Soon Sky’s hardware would become a modern urban phenomenon. Across inner cities the dishes spread like a fungus on the side of tower blocks and hung like inverted birdbaths from the stone cladding of the suburban villa. Football’s booming popularity would service the monstrous expansion in Sky’s audience during the 1990s. Sky Sports 2 was launched in 1994 followed by Sky Sports 3 two years later and BSkyB currently claims to have “more than 17 million viewers in seven million households”. Despite the ham-fisted demise of ITV Digital and the generally slow uptake of digital subscription services, the government is planning to switch off analogue terrestrial in 2010. Victory for the dish – and the revolutionary symbiosis between subscription TV and British football – is almost complete.

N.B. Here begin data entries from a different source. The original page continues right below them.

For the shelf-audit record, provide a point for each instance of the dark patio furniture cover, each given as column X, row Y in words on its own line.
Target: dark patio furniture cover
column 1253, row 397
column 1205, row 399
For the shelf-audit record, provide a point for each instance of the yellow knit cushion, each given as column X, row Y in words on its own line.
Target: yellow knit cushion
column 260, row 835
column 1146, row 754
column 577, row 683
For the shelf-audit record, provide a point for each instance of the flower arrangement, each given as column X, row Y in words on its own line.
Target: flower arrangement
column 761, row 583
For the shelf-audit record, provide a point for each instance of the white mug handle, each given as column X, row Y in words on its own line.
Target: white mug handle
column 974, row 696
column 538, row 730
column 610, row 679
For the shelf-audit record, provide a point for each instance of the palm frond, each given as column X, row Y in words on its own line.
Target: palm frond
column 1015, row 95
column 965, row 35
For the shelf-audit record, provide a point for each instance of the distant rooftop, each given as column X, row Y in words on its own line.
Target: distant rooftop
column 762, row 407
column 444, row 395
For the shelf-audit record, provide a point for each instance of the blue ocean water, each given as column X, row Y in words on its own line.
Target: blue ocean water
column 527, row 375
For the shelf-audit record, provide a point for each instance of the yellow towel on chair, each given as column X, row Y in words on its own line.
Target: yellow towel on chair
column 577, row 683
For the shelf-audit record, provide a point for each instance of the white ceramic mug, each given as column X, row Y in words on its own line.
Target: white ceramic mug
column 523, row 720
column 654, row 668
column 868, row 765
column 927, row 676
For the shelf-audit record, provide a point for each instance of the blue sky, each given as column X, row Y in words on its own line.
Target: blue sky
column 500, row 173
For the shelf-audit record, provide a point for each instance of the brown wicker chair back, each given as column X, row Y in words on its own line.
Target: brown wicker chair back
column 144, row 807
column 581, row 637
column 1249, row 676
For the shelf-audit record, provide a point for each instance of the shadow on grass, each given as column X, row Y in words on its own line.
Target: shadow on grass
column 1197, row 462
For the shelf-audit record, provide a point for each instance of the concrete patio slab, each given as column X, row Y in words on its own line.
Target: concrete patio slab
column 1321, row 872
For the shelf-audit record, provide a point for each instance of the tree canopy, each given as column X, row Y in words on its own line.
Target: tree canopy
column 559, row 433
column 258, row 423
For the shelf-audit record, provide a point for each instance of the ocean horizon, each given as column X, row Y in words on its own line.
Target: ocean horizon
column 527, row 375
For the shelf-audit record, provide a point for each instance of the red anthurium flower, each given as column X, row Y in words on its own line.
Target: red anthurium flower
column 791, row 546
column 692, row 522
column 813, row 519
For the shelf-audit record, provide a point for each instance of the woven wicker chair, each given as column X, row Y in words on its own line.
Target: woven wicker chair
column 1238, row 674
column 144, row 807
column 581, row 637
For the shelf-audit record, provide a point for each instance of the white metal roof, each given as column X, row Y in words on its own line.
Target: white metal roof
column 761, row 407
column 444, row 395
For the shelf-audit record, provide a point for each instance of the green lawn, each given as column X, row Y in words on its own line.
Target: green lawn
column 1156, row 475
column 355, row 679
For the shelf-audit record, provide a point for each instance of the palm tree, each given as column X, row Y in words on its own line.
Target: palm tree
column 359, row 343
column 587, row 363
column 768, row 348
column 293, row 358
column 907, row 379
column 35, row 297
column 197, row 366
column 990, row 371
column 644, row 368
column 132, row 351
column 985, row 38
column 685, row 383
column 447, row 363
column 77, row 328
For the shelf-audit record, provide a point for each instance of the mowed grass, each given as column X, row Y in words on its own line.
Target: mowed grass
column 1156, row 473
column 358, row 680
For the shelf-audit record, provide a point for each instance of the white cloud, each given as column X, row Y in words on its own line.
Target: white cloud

At the same time, beyond the technical innovations and trailblazing corporate production style, Sky’s coverage began to change the game fundamentally. Football was once an almost entirely inclusive activity. Watching a match involved seeking it out, braving crowds, negotiating various random and possibly unpleasant elements. Refracted through the continual access of the dish, the game now divides and alienates: watch it from your armchair, select your match, your camera view, your highlights package. The dish is the tool with which football, for millions of people, has been remade as a solitary experience. Television is not entirely to blame for this. A ticket to watch Queens Park Rangers in the Second Division now costs between £13 and £18, while a seat at Stamford Bridge retails at up to £40. If prices had kept in pace with inflation since 1991 the cheapest tickets to watch a match in any division would cost between £5 and £8. Little wonder the supporter unable to meet these prices chooses instead a whole month’s subscription to Sky.
There is, of course, the ghastly bonhomie of the football pub, another satellite phenomenon. The technology was even unexpectedly subverted when Norwegian live satellite feeds picked up by English pubs provided live pirate broadcasts of 3 o’clock kick-offs on a Saturday afternoon. This loophole was swiftly stamped on by the Premier League and Sky, who had embraced the public screening of its sports services in pubs as part of its marketing campaign, but had no desire to allow landlords to show matches they hadn’t paid for or divert potential subscribers.
Only 15 years into its lifetime, an Australian-owned tabloid-style TV service, broadcast via an unlicensed Luxembourg satellite, has utterly transformed the national game. Occasionally, among the mini-dishes and cable boxes that are now a standard British architectural folly, a few of the original white soup plate-shaped dishes remain rusting on their moorings, relics of the commercial football war of the early 1990s and, if we need one, something of a smoking gun. The game remains supremely vulnerable to the greed of a few individuals when the most profound transformation in its history has its roots in the cynical manoeuvres of a low-tech hardware retailer, the dubious screen presence of Richard Keys and the most visible application of space travel technology to emerge since man walked on the moon: the satellite dish.